Plaintiff Hamill sued a driver (“the Driver”) who struck him while he was walking in a parking lot. Although the Driver’s liability limit for bodily injury coverage was $100,000, her insurance company, State Farm, stated that it would pay any judgment or settlement. A jury awarded Hamill $165,000, and the Driver appealed. Hamill and the Driver then settled for $152,000, which State Farm paid. Hamill meanwhile submitted an underinsured motorist (“UIM”) claim to his own insurance provider, Defendant Mid-Century, seeking to recover the amount by which his judgment exceeded the $100,000 liability limit of Driver’s State Farm policy. Both parties agreed to arbitrate the claim and further agreed to offset any arbitration award by $134,259.59. The arbitrator ultimately found that Hamill was damaged in the amount of $126,000. Mid-Century refused to make any payment under the UIM policy because this award was less than the offset and the amount State Farm had paid. Hamill then sued Mid-Century for breach of contract, seeking the difference between the offset and the $165,000 jury award. Mid-Century moved for summary judgment, which the trial court granted.

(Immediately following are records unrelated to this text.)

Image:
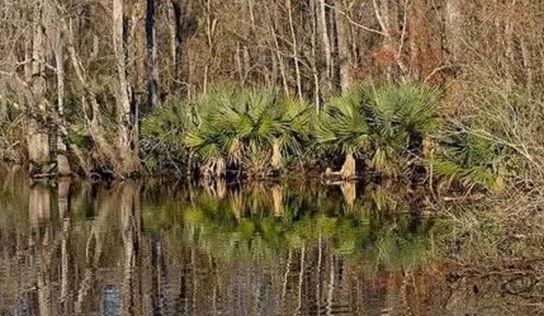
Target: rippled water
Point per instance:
(269, 249)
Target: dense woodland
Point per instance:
(412, 89)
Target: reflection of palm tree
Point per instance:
(249, 227)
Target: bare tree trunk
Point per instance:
(38, 138)
(295, 48)
(453, 32)
(344, 56)
(126, 118)
(323, 29)
(152, 71)
(63, 166)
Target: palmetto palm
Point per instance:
(473, 160)
(385, 123)
(400, 118)
(247, 126)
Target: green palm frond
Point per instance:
(471, 160)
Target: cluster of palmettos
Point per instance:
(390, 130)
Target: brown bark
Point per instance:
(349, 170)
(38, 138)
(63, 165)
(453, 32)
(152, 70)
(126, 117)
(324, 32)
(344, 48)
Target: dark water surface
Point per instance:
(163, 249)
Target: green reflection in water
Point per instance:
(263, 221)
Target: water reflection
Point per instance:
(266, 249)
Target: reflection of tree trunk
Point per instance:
(330, 293)
(39, 205)
(39, 208)
(349, 191)
(277, 199)
(130, 209)
(301, 278)
(158, 274)
(92, 256)
(286, 276)
(64, 209)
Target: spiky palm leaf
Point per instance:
(399, 117)
(240, 122)
(343, 125)
(472, 160)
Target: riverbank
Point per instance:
(298, 242)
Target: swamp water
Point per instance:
(267, 249)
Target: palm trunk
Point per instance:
(349, 170)
(277, 158)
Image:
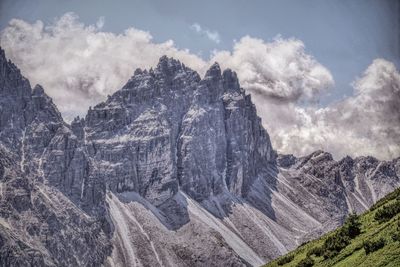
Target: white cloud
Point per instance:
(211, 35)
(79, 65)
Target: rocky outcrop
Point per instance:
(172, 169)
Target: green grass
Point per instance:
(353, 254)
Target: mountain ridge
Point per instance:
(173, 158)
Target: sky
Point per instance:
(303, 61)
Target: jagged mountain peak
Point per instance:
(182, 163)
(38, 90)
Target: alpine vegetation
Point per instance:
(173, 169)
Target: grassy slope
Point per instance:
(354, 254)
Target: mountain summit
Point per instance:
(171, 170)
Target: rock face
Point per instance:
(171, 170)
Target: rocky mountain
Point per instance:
(171, 170)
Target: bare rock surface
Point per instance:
(171, 170)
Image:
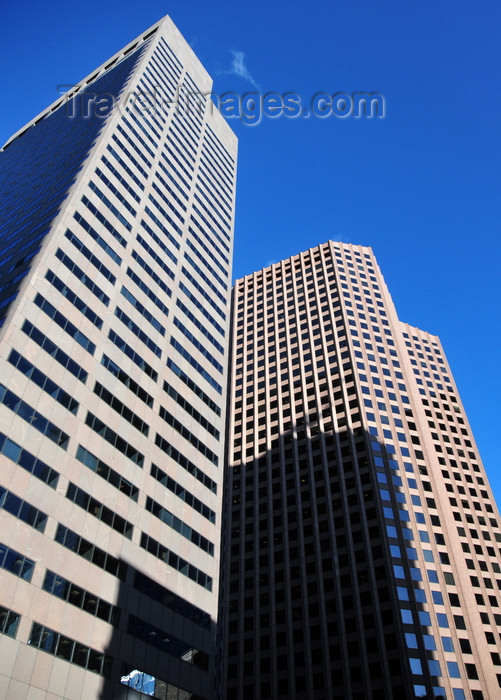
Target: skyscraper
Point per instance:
(362, 550)
(115, 263)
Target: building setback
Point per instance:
(115, 264)
(362, 542)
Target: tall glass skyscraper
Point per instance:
(362, 552)
(115, 264)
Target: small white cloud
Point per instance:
(239, 68)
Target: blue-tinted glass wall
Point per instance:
(37, 169)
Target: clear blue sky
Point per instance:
(421, 186)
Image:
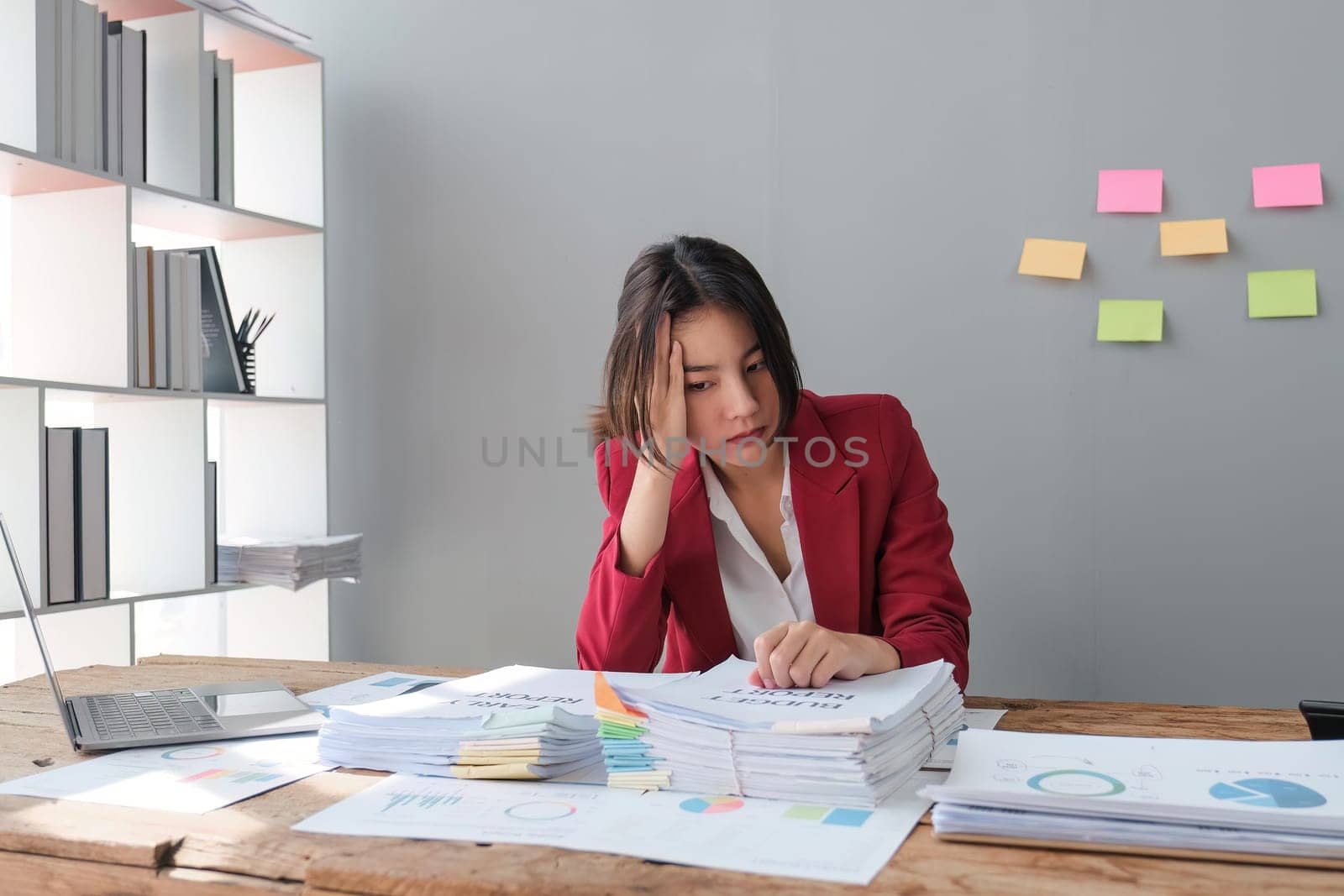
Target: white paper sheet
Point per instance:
(1290, 786)
(378, 687)
(192, 778)
(723, 698)
(732, 833)
(980, 719)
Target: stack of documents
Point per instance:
(1278, 799)
(292, 564)
(627, 752)
(517, 721)
(850, 743)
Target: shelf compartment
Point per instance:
(156, 458)
(98, 634)
(272, 469)
(64, 275)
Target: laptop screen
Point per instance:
(37, 631)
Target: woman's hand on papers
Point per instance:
(803, 654)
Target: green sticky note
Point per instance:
(1129, 320)
(806, 813)
(1281, 293)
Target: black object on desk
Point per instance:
(1324, 719)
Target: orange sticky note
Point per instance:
(606, 698)
(1053, 258)
(1207, 237)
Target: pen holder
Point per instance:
(248, 358)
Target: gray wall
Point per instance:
(1133, 521)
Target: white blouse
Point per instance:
(756, 597)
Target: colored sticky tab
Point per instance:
(606, 699)
(1129, 190)
(1206, 237)
(1053, 258)
(1281, 293)
(1284, 186)
(1126, 320)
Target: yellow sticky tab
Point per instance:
(1281, 293)
(1206, 237)
(1121, 320)
(1053, 258)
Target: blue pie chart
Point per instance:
(1268, 793)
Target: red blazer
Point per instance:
(875, 546)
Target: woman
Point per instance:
(746, 513)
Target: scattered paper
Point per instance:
(1289, 786)
(730, 833)
(1206, 237)
(192, 778)
(378, 687)
(979, 719)
(1129, 190)
(1053, 258)
(1120, 320)
(1281, 293)
(1283, 186)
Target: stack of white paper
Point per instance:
(850, 743)
(291, 564)
(517, 721)
(1283, 799)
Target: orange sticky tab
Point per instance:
(606, 699)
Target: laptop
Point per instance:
(174, 715)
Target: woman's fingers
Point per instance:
(785, 653)
(827, 668)
(803, 667)
(764, 647)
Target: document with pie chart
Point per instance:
(1272, 797)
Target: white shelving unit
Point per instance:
(66, 347)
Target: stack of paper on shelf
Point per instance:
(848, 743)
(291, 564)
(517, 721)
(1278, 799)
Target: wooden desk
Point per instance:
(76, 849)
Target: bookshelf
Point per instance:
(66, 345)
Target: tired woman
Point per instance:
(746, 515)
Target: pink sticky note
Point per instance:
(1278, 186)
(1129, 190)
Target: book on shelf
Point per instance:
(222, 369)
(78, 557)
(94, 557)
(213, 520)
(134, 117)
(91, 89)
(206, 82)
(225, 130)
(159, 315)
(183, 325)
(192, 336)
(62, 516)
(113, 71)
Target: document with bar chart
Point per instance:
(190, 778)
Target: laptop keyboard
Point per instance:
(150, 714)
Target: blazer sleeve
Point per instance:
(922, 604)
(622, 622)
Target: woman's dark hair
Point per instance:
(678, 278)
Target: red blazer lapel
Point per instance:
(826, 503)
(692, 569)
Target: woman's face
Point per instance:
(730, 396)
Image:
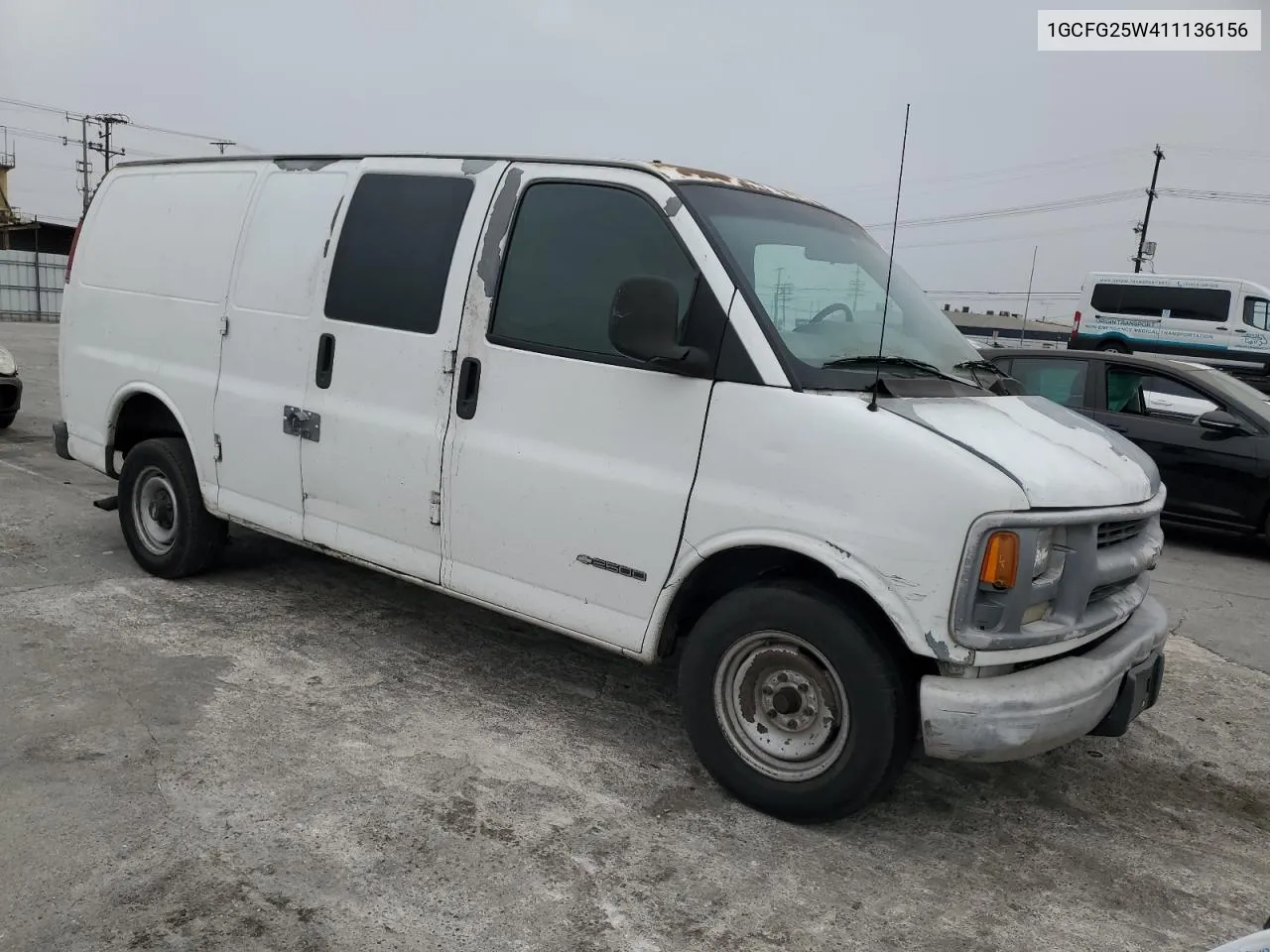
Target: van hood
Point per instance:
(1060, 458)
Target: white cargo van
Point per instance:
(640, 405)
(1222, 321)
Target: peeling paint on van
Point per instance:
(497, 229)
(684, 173)
(304, 164)
(1058, 457)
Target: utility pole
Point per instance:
(1023, 331)
(107, 123)
(1146, 218)
(85, 167)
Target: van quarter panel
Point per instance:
(145, 299)
(266, 352)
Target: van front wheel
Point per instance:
(794, 702)
(1114, 347)
(167, 527)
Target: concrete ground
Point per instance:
(294, 753)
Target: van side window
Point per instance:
(1144, 301)
(571, 246)
(393, 262)
(1256, 312)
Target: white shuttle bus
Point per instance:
(1223, 321)
(556, 389)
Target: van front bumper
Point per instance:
(1028, 712)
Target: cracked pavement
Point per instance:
(294, 753)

The ArizonaAppeals Court affirmed, holding that the Driver was not underinsured. The Court explained that under A.R.S. § 20-259.01, which governs UIM insurance, Courts must look to the applicable insurance policy to determine whether a driver is underinsured. In this case, State Farm stated that it would pay any judgment or settlement, effectively eliminating the $100,000 liability limit in the Driver’s policy. Because the liability limit was not less than the damages, the Driver was not underinsured and Mid-Century was not obligated to make any payments under the UIM policy. See A.R.S. § 20-259.01(G).
The Court rejected Hamill’s assertion that his UIM policy required the Court to look to the stated policy limit rather than what State Farm actually did to determine whether the Driver was underinsured. The Court explained that the UIM policy, like A.R.S. § 20-259.01, focuses on the applicable insurance policy, which in this case effectively had no liability limit. The Court also rejected Hamill’s other arguments based on inapposite cases.
Chief Judge Howard authored the opinion; Presiding Judge Brammer and Judge Espinosa concurred.